FMC Technologies Inc. (NYSE:FTI) filed Quarterly Report for the period ended 2010-09-30.
Fmc Technologies Inc. has a market cap of $8.86 billion; its shares were traded at around $73.76 with a P/E ratio of 24.2 and P/S ratio of 1.9. Fmc Technologies Inc. had an annual average earning growth of 30.6% over the past 10 years.FTI is in the portfolios of Columbia Wanger of Columbia Wanger Asset Management, Richard Aster Jr of Meridian Fund, First Pacific Advisors of First Pacific Advisors, LLC, Stanley Druckenmiller of Duquesne Capital Management, LLC, John Keeley of Keeley Fund Management, Kenneth Fisher of Fisher Asset Management, LLC, Jim Simons of Renaissance Technologies LLC, Jeremy Grantham of GMO LLC, Ron Baron of Baron Funds, Steven Cohen of SAC Capital Advisors.
Highlight of Business Operations:Selling, general and administrative (SG&A) expense for the third quarter of 2010 increased by $10.9 million compared to the prior-year quarter.

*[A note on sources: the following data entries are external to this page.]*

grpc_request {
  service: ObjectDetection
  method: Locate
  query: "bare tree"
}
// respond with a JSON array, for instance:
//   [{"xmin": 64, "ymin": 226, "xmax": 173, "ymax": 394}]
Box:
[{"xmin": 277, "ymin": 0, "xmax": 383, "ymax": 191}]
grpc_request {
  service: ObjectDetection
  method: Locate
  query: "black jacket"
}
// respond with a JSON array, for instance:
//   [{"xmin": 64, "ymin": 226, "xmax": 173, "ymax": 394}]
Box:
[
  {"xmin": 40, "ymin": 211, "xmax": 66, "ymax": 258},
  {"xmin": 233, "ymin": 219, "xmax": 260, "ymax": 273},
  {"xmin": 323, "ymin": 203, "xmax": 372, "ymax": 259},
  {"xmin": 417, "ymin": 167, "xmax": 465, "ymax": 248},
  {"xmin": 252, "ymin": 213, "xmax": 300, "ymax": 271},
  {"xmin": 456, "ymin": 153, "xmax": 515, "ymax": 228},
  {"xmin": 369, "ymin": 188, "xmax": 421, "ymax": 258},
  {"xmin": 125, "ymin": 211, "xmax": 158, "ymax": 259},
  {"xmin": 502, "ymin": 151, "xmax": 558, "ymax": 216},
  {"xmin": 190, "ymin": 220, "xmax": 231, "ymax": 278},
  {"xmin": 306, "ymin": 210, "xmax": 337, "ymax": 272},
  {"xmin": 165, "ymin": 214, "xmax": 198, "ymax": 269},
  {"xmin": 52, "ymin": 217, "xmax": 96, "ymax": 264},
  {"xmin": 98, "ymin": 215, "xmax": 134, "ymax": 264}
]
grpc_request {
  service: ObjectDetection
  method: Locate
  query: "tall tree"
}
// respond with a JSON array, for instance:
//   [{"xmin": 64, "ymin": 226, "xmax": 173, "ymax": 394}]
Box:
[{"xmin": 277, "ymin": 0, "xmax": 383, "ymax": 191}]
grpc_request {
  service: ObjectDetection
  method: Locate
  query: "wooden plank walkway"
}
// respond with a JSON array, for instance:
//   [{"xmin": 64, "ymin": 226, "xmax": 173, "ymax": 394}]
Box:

The increase was driven primarily by increased bid activity and staffing expenses in our operations during the quarter ended September 30, 2010, compared to the third quarter of 2009. Additionally, the current year expense reflects activities related to businesses acquired during the fourth quarter of 2009. This increase was partially offset by lower pension expense of $3.0 million year-over-year resulting from higher expected plan assets.
Other income (expense), net, primarily reflects non-operating, net mark-to-market gains of $2.0 million and losses of $7.4 million related to foreign currency exposures for the quarters ended September 30, 2010 and 2009, respectively.
Our corporate items reduced earnings by $27.2 million for the three months ended September 30, 2010, compared to $32.4 million for the same period in 2009. The decrease in expense primarily reflects a reduction in foreign currency losses of $2.7 million, combined with lower pension expense of $2.3 million year-over-year resulting from higher expected plan assets.
Energy Productions Systems order backlog at September 30, 2010, increased by $1.1 billion compared to year-end 2009, reflecting higher subsea project orders. Backlog of $3.4 billion at September 30, 2010, includes various projects for BP; Gazproms Kirinskoye; Petrobras Cascade, Marlim and Tree and Manifold Frame Agreements; Shells Perdido Stage II; Statoils Katla, Marulk and Pan Pandora; and Totals CLOV, GirRI, Pazflor and Laggan-Tormore subsea projects.
Energy Processing Systems order backlog at September 30, 2010, increased by $42.8 million compared to year-end 2009, and by $37.2 million compared to September 30, 2009. The increase from year-end is driven primarily by higher demand for fluid control products attributable to the strength of North American oil and gas land-based activity. This increase was partially offset by the weaker demand for loading systems products resulting from the postponement of liquefied natural gas infrastructure projects in 2009 and early 2010.